1. University departments and faculty are not consulting firms. We try to advance our fields and convince our colleagues that our proposed advancements are worthy of their regard.
2. Applied research should lead to scholarly publications. You've learned something in a special context. If the work might be done by a consulting firm, you should not be doing it as part of your academic work.
3. If the output is a report or a design, that report or design might be shown to be influential both on practice or on scholarship. I know of at least one scholar whose reports over the years were widely read, tenured them at the strongest university, and on the side led to books.
4. I remain unsure about contributions in our field. (This may well reflect my limited purview.) I wish that all articles began with an informative (rather than cute or tempting) title and then a paragraph saying what was learned, discovered, argued AND indicated where the work stood in respect to previous and competitive work. It is often stated, but buried somewhere.
Name one contribution (article, series of articles, book), in the last decade or even five years, not by yourself, that you believe made a major impact or advancement in our fields of inquiry.

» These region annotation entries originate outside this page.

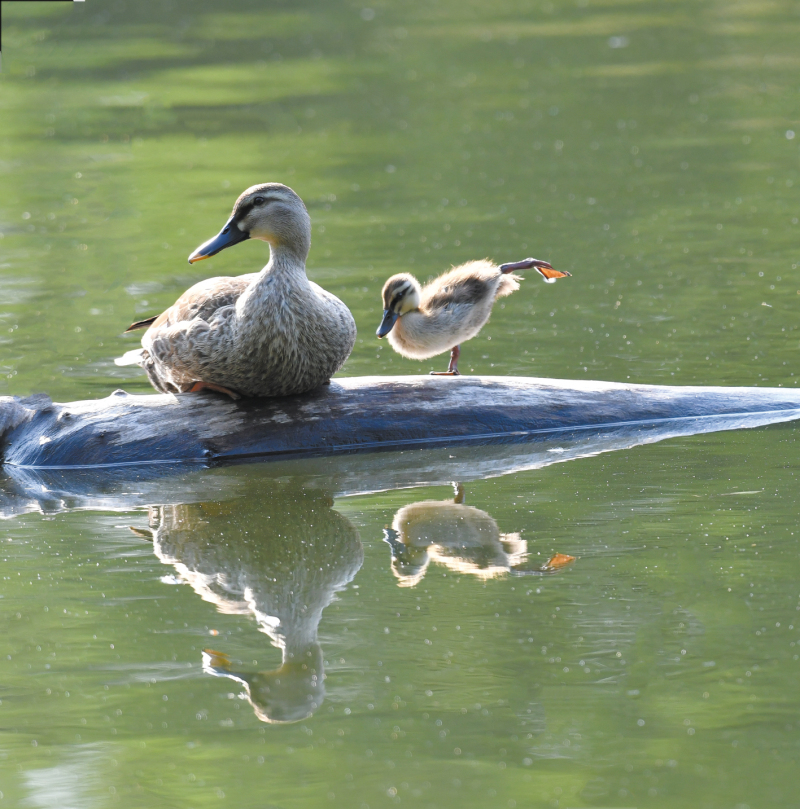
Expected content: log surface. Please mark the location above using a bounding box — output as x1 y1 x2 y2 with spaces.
0 376 800 469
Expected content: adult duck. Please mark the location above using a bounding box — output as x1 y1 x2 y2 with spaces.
115 183 356 398
376 258 570 376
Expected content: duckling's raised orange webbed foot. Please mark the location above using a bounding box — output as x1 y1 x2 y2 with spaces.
500 258 571 284
186 382 242 401
430 346 461 376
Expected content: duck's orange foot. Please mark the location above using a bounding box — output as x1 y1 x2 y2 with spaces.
186 382 242 401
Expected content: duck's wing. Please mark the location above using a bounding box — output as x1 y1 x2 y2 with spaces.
139 273 257 331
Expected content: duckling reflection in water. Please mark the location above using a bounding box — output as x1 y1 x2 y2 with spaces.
383 483 575 587
134 488 363 723
376 258 570 376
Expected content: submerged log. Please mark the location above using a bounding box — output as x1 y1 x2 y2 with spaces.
0 376 800 517
0 376 800 470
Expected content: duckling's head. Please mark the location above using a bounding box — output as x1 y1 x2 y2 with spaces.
189 183 311 264
375 272 420 337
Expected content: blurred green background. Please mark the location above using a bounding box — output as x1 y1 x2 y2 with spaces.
0 0 800 809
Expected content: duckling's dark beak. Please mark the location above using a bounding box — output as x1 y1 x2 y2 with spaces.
375 309 400 337
189 217 250 264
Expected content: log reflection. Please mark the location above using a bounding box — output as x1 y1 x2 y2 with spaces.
383 483 575 587
137 480 364 722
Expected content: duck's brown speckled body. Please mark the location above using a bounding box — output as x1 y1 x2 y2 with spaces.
118 183 356 396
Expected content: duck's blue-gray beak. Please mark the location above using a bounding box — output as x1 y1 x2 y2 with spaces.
375 309 400 337
189 217 250 264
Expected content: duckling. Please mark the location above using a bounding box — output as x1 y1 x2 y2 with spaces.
376 258 570 376
115 183 356 399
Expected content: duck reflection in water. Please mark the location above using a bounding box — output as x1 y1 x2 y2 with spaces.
134 480 364 722
383 483 575 587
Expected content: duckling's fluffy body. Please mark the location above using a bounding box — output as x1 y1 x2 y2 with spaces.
384 259 522 360
118 183 356 396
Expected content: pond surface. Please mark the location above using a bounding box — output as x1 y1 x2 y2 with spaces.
0 0 800 809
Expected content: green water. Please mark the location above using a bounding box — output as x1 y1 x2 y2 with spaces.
0 0 800 809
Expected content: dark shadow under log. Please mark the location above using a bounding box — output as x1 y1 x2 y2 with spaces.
0 376 800 469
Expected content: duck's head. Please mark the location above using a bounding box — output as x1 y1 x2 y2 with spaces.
375 272 420 337
189 183 311 264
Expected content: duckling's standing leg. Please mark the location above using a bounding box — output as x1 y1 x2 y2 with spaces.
186 382 242 401
431 346 461 376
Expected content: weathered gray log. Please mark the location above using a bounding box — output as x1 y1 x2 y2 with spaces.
0 377 800 517
0 376 800 469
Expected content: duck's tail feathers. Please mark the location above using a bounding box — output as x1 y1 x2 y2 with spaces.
114 348 142 365
123 315 158 334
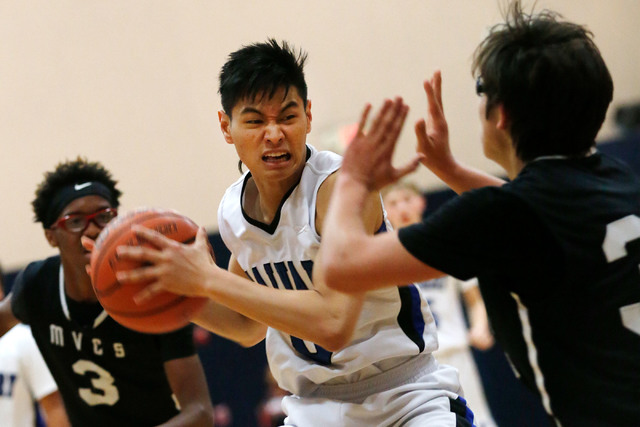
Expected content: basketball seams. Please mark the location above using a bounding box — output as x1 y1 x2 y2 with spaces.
91 208 206 333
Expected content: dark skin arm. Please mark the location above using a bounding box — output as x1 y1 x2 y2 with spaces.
162 355 213 427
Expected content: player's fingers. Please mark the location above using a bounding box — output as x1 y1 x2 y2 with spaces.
133 283 163 305
367 99 394 142
116 265 158 284
356 103 371 135
395 154 424 181
381 98 409 157
116 245 162 264
433 70 444 111
424 80 442 119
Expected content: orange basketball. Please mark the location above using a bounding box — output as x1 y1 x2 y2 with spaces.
91 209 206 333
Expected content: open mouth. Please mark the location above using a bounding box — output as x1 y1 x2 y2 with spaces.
262 153 291 162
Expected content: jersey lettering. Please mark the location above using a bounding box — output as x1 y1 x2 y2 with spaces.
91 338 103 356
49 324 64 347
71 359 120 406
0 373 18 397
113 342 125 359
602 215 640 335
71 331 82 351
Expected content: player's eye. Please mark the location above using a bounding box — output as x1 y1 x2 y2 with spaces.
96 210 116 227
64 215 86 230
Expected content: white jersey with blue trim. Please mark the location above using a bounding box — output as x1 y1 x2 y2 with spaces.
218 146 438 396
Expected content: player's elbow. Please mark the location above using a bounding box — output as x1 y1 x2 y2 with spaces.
234 322 267 348
320 251 358 293
183 402 215 427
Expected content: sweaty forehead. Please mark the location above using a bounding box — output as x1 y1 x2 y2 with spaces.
233 87 303 115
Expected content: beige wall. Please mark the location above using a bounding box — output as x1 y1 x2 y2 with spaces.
0 0 640 269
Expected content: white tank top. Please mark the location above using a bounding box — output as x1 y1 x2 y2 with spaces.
218 146 438 395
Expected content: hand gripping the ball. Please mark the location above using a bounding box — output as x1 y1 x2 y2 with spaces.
116 225 216 304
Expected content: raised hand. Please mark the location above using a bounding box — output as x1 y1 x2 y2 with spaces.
415 71 455 174
341 98 420 191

5. Depending on your institution's values, if you don't like teaching, or writing articles/books, maybe you should find another role and another institution.
6. As for engaged scholarship, service, scholarship of teaching, none of this is outside my concern. If you do engaged scholarship, you should be able to document its contributions and so you will want to write about it in the strongest journals. If you have done extraordinary service, surely letters from peers will attest to that. If you have done scholarship of teaching, perhaps having transformed how a subject is taught, or written a textbook that is recognized as influential, again testimony is available for that.

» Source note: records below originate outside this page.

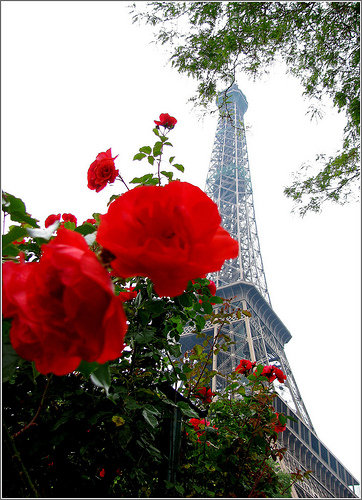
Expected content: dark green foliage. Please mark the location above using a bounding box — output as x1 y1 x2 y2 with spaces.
133 2 360 215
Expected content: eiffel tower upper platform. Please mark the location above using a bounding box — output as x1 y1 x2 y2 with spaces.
181 84 359 498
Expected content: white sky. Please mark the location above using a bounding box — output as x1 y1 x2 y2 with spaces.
1 1 361 480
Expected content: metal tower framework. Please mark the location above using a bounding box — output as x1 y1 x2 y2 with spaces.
181 85 359 498
205 85 271 304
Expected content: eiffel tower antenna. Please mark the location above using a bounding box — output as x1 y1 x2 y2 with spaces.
181 84 359 498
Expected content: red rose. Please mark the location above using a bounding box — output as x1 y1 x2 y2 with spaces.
118 287 138 302
97 181 239 297
207 281 216 295
62 214 77 225
261 365 287 384
44 214 61 227
88 149 118 193
154 113 177 129
3 228 127 375
274 366 287 384
235 359 256 376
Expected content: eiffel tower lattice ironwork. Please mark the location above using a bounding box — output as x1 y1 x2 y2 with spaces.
181 84 359 498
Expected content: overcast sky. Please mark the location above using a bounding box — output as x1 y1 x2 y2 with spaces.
1 1 361 480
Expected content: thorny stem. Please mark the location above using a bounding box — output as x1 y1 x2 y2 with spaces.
12 374 53 439
3 422 39 498
189 302 235 395
118 173 129 191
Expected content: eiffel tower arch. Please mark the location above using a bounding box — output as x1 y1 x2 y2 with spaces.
181 84 359 498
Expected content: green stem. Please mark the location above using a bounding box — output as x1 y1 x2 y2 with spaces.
12 374 53 439
3 421 39 498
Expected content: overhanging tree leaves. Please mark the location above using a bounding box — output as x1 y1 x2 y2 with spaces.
133 2 360 216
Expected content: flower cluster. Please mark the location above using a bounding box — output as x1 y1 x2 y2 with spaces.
3 228 127 375
261 365 287 384
3 113 239 376
235 359 256 376
44 214 77 227
154 113 177 129
97 181 239 297
189 418 218 443
88 149 118 193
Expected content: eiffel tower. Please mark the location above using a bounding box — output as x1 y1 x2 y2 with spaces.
181 84 359 498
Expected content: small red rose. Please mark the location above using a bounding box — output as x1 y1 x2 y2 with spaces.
235 359 256 376
62 214 77 225
154 113 177 129
44 214 61 227
118 287 138 302
3 228 127 375
88 149 118 193
97 181 239 297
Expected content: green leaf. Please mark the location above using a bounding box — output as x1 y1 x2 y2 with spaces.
10 211 39 227
140 146 152 155
130 174 153 184
153 141 163 156
142 408 158 428
195 315 206 332
133 153 146 161
90 363 112 396
161 170 173 181
64 220 75 231
194 344 203 356
74 222 97 236
2 226 28 249
107 194 121 207
177 401 199 418
27 221 59 241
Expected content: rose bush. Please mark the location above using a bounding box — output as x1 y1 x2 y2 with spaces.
3 114 302 498
3 229 127 375
97 181 239 297
154 113 177 129
88 148 118 193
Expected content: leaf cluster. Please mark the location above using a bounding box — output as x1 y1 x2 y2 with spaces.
131 2 360 215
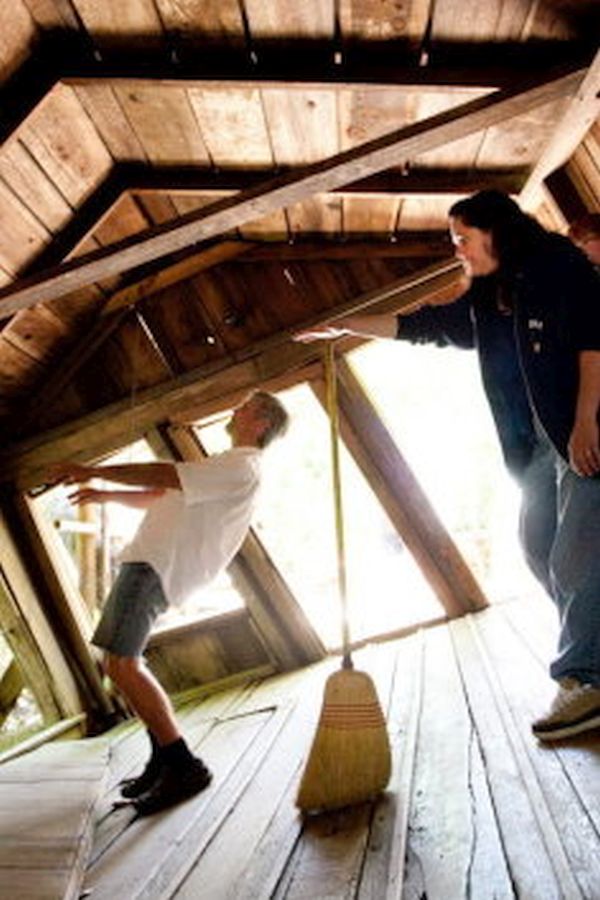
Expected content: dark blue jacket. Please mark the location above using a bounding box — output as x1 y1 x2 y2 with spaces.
398 234 600 476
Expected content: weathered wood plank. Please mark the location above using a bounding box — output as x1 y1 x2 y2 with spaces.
519 50 600 209
0 64 582 315
402 620 512 900
315 360 487 616
0 261 460 487
451 611 582 900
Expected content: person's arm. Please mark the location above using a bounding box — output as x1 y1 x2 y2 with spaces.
69 488 164 509
569 350 600 476
294 313 397 344
48 462 181 490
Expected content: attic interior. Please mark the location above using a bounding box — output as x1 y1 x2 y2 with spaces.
0 0 600 900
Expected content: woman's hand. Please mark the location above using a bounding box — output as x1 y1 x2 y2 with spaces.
569 419 600 477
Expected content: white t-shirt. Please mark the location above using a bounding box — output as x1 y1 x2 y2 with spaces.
120 447 262 606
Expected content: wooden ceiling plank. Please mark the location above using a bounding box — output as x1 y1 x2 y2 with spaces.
19 80 112 208
0 62 583 317
188 87 274 169
75 82 147 162
519 50 600 209
0 141 73 233
0 260 461 489
115 84 210 166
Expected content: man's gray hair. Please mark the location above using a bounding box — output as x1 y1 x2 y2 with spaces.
253 391 290 447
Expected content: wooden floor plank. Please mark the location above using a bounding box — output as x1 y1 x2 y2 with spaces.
0 740 108 900
451 610 582 900
86 708 300 900
403 627 512 900
357 632 423 900
472 612 600 897
173 665 331 900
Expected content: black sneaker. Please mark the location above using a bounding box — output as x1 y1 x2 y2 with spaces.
121 756 161 800
134 757 212 816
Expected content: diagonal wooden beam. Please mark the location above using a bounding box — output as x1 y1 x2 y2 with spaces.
311 359 488 618
519 50 600 209
0 62 585 317
15 241 254 434
0 260 461 489
124 163 527 196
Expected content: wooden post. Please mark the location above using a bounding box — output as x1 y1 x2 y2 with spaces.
311 359 488 618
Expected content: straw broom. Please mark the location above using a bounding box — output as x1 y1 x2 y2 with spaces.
296 341 391 812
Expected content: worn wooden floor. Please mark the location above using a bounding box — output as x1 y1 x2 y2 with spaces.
0 602 600 900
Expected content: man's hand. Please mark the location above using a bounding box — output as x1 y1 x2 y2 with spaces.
68 488 109 506
292 325 348 344
47 462 94 484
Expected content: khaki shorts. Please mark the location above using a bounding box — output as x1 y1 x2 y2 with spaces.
92 562 168 656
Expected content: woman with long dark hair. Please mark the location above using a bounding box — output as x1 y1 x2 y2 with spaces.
297 190 600 741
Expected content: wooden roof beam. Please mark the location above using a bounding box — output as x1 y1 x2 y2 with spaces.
124 163 527 196
519 50 600 209
0 60 585 318
0 260 461 489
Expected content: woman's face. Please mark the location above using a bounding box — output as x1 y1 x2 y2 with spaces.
450 216 498 277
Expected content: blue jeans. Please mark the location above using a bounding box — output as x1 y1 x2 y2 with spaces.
519 443 600 687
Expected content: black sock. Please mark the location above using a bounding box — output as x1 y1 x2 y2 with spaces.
146 728 162 760
161 738 195 768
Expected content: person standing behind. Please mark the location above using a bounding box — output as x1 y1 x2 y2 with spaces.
49 392 288 815
568 213 600 274
296 190 600 741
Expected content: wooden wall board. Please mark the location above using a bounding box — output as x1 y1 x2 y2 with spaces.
102 318 170 394
115 84 210 166
188 88 274 169
74 82 147 162
93 194 152 247
19 84 112 207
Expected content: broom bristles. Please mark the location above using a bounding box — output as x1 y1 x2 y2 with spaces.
296 669 391 812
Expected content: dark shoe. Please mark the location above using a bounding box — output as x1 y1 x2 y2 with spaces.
134 758 212 816
121 756 161 800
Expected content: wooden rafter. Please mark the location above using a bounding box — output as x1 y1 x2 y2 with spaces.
0 260 460 489
0 62 585 317
519 50 600 209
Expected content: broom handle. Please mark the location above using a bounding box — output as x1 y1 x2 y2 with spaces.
325 341 352 669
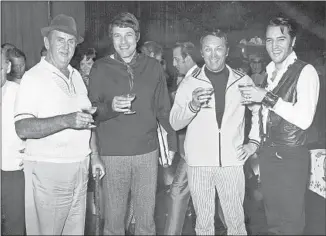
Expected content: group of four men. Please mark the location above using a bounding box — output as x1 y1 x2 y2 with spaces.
1 9 319 235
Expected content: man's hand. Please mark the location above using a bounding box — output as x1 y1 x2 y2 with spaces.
191 87 211 110
91 156 105 179
168 151 175 166
112 96 133 113
63 111 94 129
237 143 258 161
239 86 267 103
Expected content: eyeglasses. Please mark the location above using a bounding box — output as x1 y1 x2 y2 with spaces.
173 57 185 63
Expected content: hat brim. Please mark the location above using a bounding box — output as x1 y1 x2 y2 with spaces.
41 25 84 44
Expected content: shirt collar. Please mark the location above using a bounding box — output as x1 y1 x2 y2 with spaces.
185 65 198 78
266 51 297 75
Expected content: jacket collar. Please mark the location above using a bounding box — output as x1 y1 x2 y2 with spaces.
266 51 297 75
194 64 245 89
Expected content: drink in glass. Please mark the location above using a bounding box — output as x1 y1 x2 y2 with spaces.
202 88 214 108
122 93 136 115
238 83 253 104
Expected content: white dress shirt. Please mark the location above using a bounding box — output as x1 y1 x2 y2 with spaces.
262 52 319 133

7. Institutions and sometimes schools share values with other (peer) institutions. That's what matters. What also matters is that you keep on contributing, and along the way be sure to get fellowships, awards, grants, etc. that not only attest to your contributions so far, but also allow you to go further. Again, if this work is not for you, find another venue where you will be appreciated and likely better rewarded.
8. Universities have formalized teaching professorships, and are becoming sensitive to adjunct faculty teaching that might well be done by their regular faculty. In those positions, almost always not leading to tenure, you have to figure out what to do that is both valuable to your institution and to you. If you want to continue to do research and thinking and writing, you may not be able to do as much as your colleagues, but do what you can. And try to get grants and fellowships, so you have time to do the work you want to do.